German Velasquez, coordinator of the WHO drug action programme, said he believed the ban was an effective tool to stem drug smuggling and he hoped it would spur other wealthy nations to follow suit. He added, however, that he thought the problem of diversion was "partly artificial" because the chance of drugs being diverted back to Europe was so slight. "What chemist in Europe would buy blackmarket drugs from Africa?" he asked.
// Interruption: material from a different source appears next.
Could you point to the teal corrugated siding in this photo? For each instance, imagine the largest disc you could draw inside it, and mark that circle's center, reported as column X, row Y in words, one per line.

Harvey Bale, Director-General of the International Federation of Pharmaceutical Manufacturers Associations based in Geneva, said the EU ban on re-importation of discounted drugs was "on the whole the right idea" but doubted whether it could be implemented properly. "They [EU states] will have to beef up vigilance and oversight in customs controls," he said, since not all EU customs controls were effective, for instance under the open-borders Schengen agreement within some EU states. He also he argued that drugs smugglers could use diplomatic pouches to circumvent customs.
A spokesman for the European pharmaceuticals industry was scathing about the EU re-importation ban. Christophe de Callatay of the European Federation of Pharmaceutical Industries and Associations in Brussels said the EU was taking the wrong approach. "The trouble is in the delivery [of drugs] because there's no public health infrastructure in many of these countries, no hospitals, no needles and no beds," he said, adding: "EU customs may be effective, but action must be taken at African borders too".